If you're adding any strawberries, blackberries, or raspberries, chop those bad boys up into bite-size pieces. If you're adding chocolate chips, be sure to coat them in gluten-free flour before adding them to the batter; otherwise, they'll sink to the bottom of the pan when you stick it in the oven.
Step 8
Gently fold all your add-ins into the batter until everything is evenly combined. You can obviously skip this step if you're one of those Banana Bread Purists my mother warned me about.
Step 9
Get out your most festive molds, spray them with Pam, then add the batter, filling three-quarters of the way to the top. Since it's fall, I'm using these incredibly cute and spooky ghost and pumpkin molds. If you don't have something similar, you have a few options.
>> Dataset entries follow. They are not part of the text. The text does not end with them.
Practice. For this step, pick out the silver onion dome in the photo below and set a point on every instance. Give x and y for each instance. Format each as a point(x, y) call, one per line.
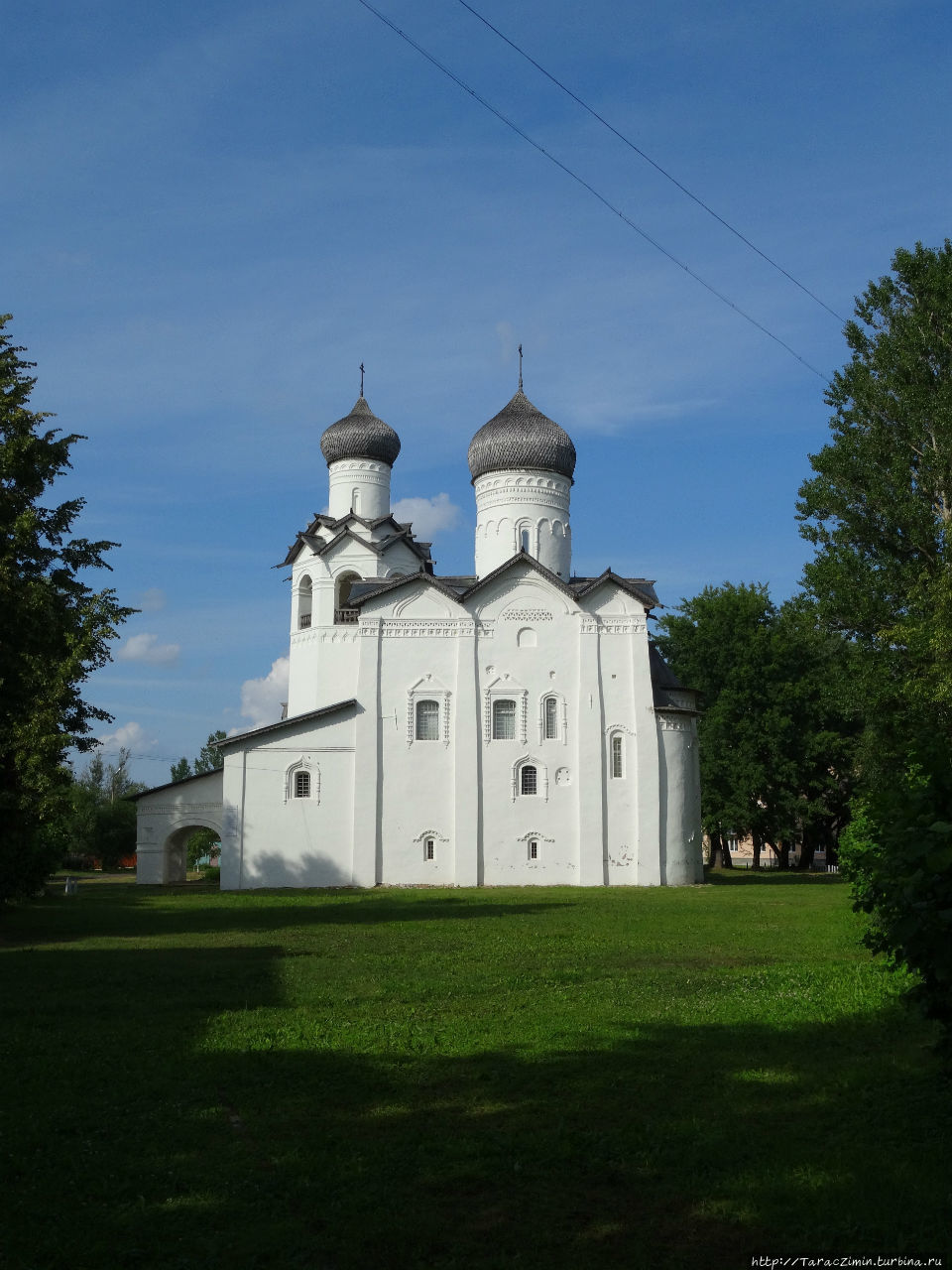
point(521, 436)
point(359, 435)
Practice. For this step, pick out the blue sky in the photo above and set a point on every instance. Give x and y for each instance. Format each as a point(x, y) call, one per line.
point(213, 212)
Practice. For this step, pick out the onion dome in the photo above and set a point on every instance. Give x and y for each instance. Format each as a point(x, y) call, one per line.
point(521, 436)
point(359, 435)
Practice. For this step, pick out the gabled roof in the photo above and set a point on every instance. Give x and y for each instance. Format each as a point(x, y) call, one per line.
point(294, 721)
point(385, 585)
point(173, 785)
point(404, 534)
point(461, 588)
point(662, 679)
point(639, 588)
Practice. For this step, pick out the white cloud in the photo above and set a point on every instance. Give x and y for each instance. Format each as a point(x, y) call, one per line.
point(429, 516)
point(262, 698)
point(132, 735)
point(146, 648)
point(153, 599)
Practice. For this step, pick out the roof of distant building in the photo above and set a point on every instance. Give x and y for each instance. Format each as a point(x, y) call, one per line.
point(359, 435)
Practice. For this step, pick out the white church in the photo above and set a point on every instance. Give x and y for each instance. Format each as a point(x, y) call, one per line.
point(512, 726)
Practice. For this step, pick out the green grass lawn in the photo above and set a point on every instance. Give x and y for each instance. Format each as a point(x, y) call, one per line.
point(460, 1079)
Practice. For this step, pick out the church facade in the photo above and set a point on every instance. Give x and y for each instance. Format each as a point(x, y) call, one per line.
point(512, 726)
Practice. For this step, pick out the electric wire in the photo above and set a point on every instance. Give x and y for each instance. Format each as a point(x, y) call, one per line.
point(648, 158)
point(590, 189)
You can use either a 9×5 loaf pan (I'm sure that's not the technical name for it, but that's what I call it), or you can use a regular muffin tin.
Your cooking times will vary. For the pumpkin/ghost molds and normal muffin molds, bake for 15 to 17 minutes, until the edges start to brown and the tops are mostly firm. If you're using a regular 9×5 pan, bake for 30 to 34 minutes until the edges begin to brown, cover with foil, then bake another 15 to 20 minutes.
If you're unsure whether it's done, you can do the old toothpick test; if it comes out clean, then your banana bread is done.
Step 10
Ta-da! Take your beautiful banana bread out of the oven and let it sit for about 10 minutes before transferring to a cooling rack.
Hello, 'tis I, your friendly neighborhood twentysomething stuck in a 70-year-old's body.
And I come bearing gluten-free raspberry white chocolate chip banana bread.
The Results
A perfect golden brown! You can even (kind of) see the shape of the molds after I flipped each banana bread over. So festive!
The Final Test
Looks like banana bread to me! And the best part? It tastes just as good the non-gluten-free version I'm used to making!
BRB, opening up my gluten-free bakery.